A successful exfiltration like in this scenario takes not weeks but months to manifest and unless you retain events for as long it might be difficult if not impossible to find the evidence you are looking for.

Compliance

Every organization that is governed by a regulator or needs to meet a certain benchmark or customer expectation will need to hold on to event data for longer than a few days. Most compliance standards are pretty prescriptive on logging benchmarks. However, in some cases you could use logger applications to hold on to log events but these events will not be easily searchable when required.

Conclusion

Traditional providers are limited by their ability to scale without proportionately scaling their infrastructure footprint. Therefore cost of storing events long term is extremely expensive and prohibitive for you as a customer. In this scenario some vendors have chosen to adopt the tiering approach where events are put into hot, warm and cold buckets, where warm and cold buckets hold older data. You might be able to retrieve events from a warm or cold bucket, just that the queries will run for longer adding a time penalty for the cheaper resource.

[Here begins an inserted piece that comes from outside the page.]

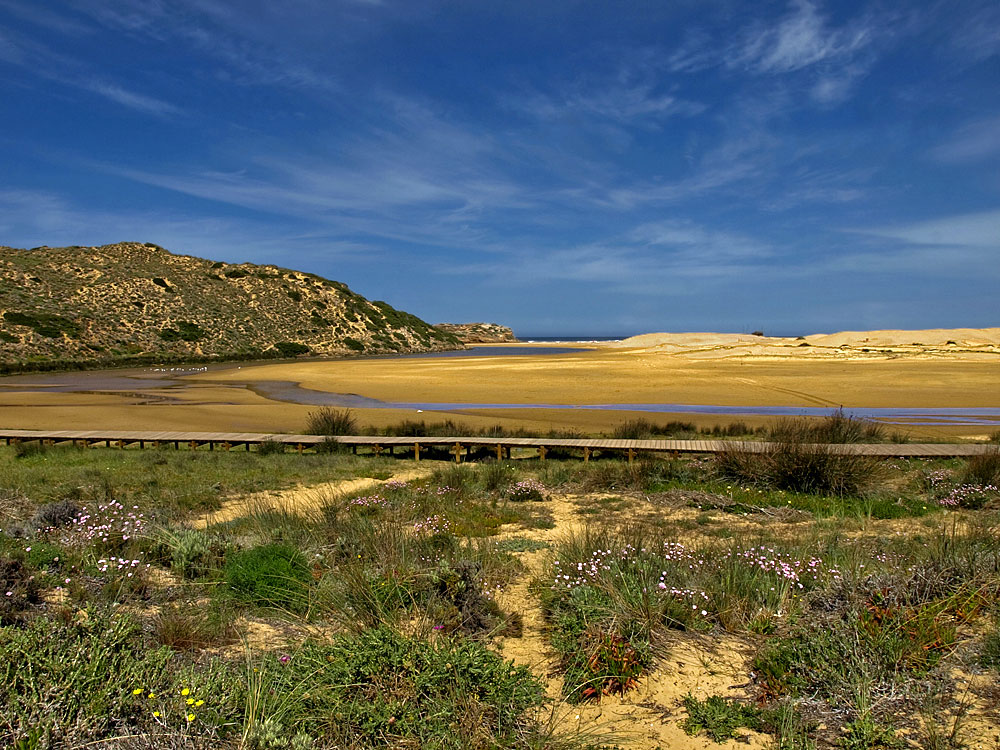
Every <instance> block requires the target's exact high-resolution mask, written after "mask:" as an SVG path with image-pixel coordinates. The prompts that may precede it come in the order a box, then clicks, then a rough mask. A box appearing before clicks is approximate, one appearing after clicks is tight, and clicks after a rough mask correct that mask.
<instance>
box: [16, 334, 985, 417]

Some vendors also suggest a parallel datastore that is more or less a dump yard of all log events, these logs are not parsed and difficult to search, however on the brighter side you still have the events when you need them.

Finally, the remaining vendors are out there convincing customers against long term event log retention. I thought it would be worth the while trying to counter that argument by putting up real scenarios that convince you otherwise.